Healthy Living & Environmentally Concerned – Now, more than ever, our children are exposed to the controversy over environmental hazards such as the use of pesticides. Organic gardening allows children to see the benefits, as well as the drawbacks of gardening without chemicals. On the one hand, we know our veggies are safe and will not poison our bodies. On the other hand, we sometimes get “little friends” that we hadn’t expected in our artichokes! Maintaining a pest free garden without chemicals is a tough job. Fortunately, the kids, and especially my son, are more than willing to help me pick the creepy crawlies off the plants when necessary. The kids also planted Marigolds around parts of our garden when they learned in school they help deter some pests.

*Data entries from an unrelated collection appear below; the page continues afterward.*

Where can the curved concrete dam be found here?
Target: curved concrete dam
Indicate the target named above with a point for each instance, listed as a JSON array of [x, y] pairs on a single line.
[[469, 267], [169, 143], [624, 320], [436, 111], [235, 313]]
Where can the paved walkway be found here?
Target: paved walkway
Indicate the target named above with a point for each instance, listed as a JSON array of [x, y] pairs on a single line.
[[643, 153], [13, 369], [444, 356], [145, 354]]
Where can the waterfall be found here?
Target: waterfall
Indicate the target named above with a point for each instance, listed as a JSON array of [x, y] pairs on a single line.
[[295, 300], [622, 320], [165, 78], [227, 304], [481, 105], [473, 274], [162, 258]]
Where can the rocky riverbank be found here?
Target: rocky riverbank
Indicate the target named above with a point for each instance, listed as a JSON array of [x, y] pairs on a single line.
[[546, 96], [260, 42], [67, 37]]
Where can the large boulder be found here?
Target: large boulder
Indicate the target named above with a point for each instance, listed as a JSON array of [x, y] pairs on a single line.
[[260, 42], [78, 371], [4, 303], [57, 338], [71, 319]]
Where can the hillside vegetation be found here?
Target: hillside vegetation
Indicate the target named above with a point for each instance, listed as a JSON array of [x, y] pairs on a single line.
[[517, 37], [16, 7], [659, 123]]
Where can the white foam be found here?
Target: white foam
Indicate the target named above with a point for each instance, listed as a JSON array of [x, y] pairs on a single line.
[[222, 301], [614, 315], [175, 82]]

Do you fight with kids to get them to eat their greens? No problem here, the kids stuff themselves on peas and beans, fresh and raw from the garden! They love fresh carrots (forget it if I buy them!), melons, corn and strawberries.

When Michelle was 15 months old, she picked a tomato and ate it like an apple! It just seems to taste better when you have grown it yourself.

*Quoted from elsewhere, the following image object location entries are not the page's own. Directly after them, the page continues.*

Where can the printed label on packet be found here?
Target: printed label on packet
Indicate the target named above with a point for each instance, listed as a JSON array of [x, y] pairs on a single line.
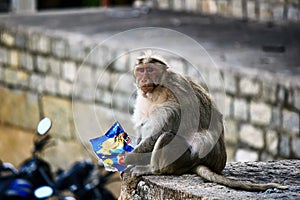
[[112, 146]]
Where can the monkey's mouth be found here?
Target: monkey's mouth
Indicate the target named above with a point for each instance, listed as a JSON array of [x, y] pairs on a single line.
[[148, 88]]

Sanity – Mostly mine! I have found gardening to be a great way to take a time out when our family is stressing. It is also a great way to redirect some of that boundless energy with the children that tends to get out of control if contained in the house.

Prosperity – Last summer, my children decided at a family meeting that they wanted to have “Chuckie Cheese Night” once a week. I told them that was a great idea and that they needed to figure out a way to create the money as I was not willing to fund it at 100%. So they came up with the idea of selling vegetables from the garden. A wooden stand was constructed by my significant other, Chris. He is always a supporter of the children’s creative ideas. The kids painted it with vegetable pictures and a large “Garden Goods for Sale” sign. They set up shop and are they prosperous! One afternoon, they made $22 in 2 hours, mostly from artichokes! From this experience, they have learned they can create the money to get what they want in life. Instead of telling them, “I can’t afford it” when they ask for something, I say, “How many vegetables could you sell to create the money for that?”

Cycles of Life and Growth – Watching a garden grow with children is a unique experience in observing the way life works. By taking the opportunity to use analogy and metaphor through the crops growing in the garden, the children and I have had conversations about birth, growth, and death. We plant, care for and harvest our vegetables and then pull up the plants and take them to the compost pile. When we lose a pet, we return it to the earth in the garden with a little ceremony, celebrating their brief time in our lives. The children see how all life is a cycle of growing, usefulness and return to mother earth.